If you are interested in looking at detailed requests and responses in the context of ordering coffee, there is an excellent article on InfoQ.com by Jim Webber, Savas Parastatidis, and Ian Robinson entitled “How to GET a Cup of Coffee”.
All of this is to say that from an operations perspective, the following observations are true:
- REST is chatty because it operates on resources at a Create Read Update Delete (CRUD) level. What might take a single operation in SOAP takes multiple operations in REST
- REST encourages chattiness with its support for HATEOAS: resources do not stand alone, but each resource tells you where you can go to next
- REST makes extensive use of HTTP headers, such as ETag, Expires, and Location on the way out and If-Modified and different content-types on the way in (just to name a few)
- REST makes extensive use of HTTP response codes: you will see standard 200 responses, but you’ll frequently see different 4xx and 5xx error messages as well as differentiation between things like 200 OK and 201 Created, and so forth
SOAP or REST?
The first article in this installment presented an overview of SOAP and this article presented an overview of REST so you might have already formulated some opinions about when one technology might be better than another. It is almost like discussing politics or religion, but there are times when using one technology is better than the other.
SOAP is best when:
- A formal contract is required between the client and server
- There are auditing requirements (because auditing tools already exist that can parse SOAP message)
- You are going to perform integration between components that are independently developed over a long period of time
- Integrating with existing systems that are RPC in nature
REST is best when:
- Scalability is of paramount concern
- The application is dynamic and can make good use of HATEOAS
- There are a number of direct web client consumers
- Developing new systems in which you can control the representation of resources
Of course these are opinions, but they are based on building and deploying both types of systems over the past decade.
Service-Oriented Architecture (SOA) is a strategy that can be used to integrate disparate software products. Typically, an organization builds a set of services in front of existing systems (or as part of the development effort for a new system) and then other systems can integrate with the services rather than the destination system itself. In order to facilitate this interaction in an easy-to-use manner, a common service paradigm needed to be defined, which prompted the definition of the Simple Object Access Protocol (SOAP) and later REpresentational State Transfer (REST). Both SOAP and REST impact the demands placed on the operation and sustainment of the application and those operational impacts need to be understood by operations and DevOps.
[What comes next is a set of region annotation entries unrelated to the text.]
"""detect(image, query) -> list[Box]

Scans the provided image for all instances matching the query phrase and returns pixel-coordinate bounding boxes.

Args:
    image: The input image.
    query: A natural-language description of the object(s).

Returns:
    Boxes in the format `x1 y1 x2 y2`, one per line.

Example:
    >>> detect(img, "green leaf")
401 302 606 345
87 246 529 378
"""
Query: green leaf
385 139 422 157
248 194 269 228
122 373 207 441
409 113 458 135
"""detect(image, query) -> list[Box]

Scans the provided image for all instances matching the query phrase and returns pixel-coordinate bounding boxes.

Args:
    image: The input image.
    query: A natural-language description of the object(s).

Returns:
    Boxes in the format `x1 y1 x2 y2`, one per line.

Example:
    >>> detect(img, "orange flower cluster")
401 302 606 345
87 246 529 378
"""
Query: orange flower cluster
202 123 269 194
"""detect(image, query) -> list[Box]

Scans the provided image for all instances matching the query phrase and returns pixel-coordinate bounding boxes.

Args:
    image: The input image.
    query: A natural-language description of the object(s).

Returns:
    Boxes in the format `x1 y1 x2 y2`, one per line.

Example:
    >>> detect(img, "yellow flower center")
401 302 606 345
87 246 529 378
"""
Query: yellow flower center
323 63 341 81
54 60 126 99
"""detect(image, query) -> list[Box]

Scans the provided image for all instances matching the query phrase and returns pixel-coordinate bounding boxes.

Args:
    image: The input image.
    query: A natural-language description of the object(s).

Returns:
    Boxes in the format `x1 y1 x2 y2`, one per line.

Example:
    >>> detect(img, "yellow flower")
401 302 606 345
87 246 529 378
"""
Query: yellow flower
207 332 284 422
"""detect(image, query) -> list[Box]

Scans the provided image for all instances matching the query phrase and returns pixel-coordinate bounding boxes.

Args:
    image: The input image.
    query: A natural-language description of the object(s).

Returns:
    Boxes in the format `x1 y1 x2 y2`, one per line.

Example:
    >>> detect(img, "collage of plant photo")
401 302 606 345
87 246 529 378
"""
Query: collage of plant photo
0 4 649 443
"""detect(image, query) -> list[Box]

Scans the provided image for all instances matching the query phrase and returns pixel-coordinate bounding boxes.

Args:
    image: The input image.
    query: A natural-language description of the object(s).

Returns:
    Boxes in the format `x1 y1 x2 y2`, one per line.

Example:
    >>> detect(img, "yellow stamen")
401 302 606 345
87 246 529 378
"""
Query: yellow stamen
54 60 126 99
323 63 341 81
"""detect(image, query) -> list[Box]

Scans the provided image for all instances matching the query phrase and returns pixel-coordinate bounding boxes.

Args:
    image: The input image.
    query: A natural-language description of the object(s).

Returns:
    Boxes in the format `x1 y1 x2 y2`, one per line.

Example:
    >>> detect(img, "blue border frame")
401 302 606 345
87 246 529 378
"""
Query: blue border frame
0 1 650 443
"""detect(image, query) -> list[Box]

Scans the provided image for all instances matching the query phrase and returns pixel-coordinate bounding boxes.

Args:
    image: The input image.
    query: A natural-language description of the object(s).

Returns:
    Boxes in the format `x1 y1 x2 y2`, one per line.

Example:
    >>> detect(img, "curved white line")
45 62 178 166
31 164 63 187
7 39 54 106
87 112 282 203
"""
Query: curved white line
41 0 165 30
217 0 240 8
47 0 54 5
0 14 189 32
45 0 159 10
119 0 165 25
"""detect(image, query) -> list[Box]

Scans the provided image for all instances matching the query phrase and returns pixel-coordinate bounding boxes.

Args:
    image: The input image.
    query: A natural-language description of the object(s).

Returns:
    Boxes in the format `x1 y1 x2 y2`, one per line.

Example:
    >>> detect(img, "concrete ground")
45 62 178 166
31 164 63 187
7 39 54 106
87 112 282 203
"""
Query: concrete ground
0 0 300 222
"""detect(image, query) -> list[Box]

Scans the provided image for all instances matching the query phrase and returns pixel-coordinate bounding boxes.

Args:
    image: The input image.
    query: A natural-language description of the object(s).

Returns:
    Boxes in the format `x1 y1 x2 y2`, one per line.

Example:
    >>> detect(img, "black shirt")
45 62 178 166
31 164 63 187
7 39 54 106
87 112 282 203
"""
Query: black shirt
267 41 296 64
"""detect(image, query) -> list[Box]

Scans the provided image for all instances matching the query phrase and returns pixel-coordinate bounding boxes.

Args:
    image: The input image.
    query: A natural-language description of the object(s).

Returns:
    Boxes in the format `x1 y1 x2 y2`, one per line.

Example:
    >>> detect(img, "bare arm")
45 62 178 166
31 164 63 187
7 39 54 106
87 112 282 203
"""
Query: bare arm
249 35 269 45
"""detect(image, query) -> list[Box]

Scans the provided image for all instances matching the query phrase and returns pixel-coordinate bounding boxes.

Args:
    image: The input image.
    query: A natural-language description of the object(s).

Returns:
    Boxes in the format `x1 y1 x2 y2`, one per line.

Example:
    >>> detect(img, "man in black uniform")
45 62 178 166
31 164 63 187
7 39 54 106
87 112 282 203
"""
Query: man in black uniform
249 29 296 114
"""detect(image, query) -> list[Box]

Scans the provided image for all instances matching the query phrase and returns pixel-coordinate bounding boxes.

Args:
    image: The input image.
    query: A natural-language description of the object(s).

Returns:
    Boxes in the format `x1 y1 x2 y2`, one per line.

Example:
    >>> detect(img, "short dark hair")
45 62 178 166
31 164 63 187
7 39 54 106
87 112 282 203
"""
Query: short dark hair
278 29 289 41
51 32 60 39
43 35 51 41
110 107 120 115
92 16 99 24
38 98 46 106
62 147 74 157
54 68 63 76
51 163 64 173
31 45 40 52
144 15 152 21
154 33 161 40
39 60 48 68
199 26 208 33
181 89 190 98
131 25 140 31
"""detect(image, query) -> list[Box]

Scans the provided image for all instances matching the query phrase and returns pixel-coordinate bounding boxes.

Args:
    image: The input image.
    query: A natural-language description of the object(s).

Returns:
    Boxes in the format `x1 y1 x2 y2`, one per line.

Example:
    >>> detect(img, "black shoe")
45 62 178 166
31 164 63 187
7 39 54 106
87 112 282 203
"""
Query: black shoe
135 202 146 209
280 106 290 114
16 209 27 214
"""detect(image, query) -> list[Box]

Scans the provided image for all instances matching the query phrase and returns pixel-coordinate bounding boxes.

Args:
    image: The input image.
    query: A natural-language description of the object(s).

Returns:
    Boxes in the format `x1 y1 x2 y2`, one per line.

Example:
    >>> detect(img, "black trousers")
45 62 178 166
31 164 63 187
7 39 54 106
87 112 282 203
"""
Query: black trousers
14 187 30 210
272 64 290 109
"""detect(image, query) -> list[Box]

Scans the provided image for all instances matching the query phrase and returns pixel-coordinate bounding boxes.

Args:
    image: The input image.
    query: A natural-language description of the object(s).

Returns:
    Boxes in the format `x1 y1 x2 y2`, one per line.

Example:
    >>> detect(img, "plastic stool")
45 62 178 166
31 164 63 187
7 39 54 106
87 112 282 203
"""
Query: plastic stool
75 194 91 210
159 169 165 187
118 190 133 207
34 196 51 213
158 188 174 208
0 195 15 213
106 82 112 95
This two-part installment on SOA presented an overview of SOAP and an overview of REST with the aim of showing you the operational impacts of each on your production environment. When working with your developers, I hope that I have given you the correct questions to ask and empowered you with a knowledge of how you are going to need to configure your deployment environment, caching solution, and web servers to support either solution.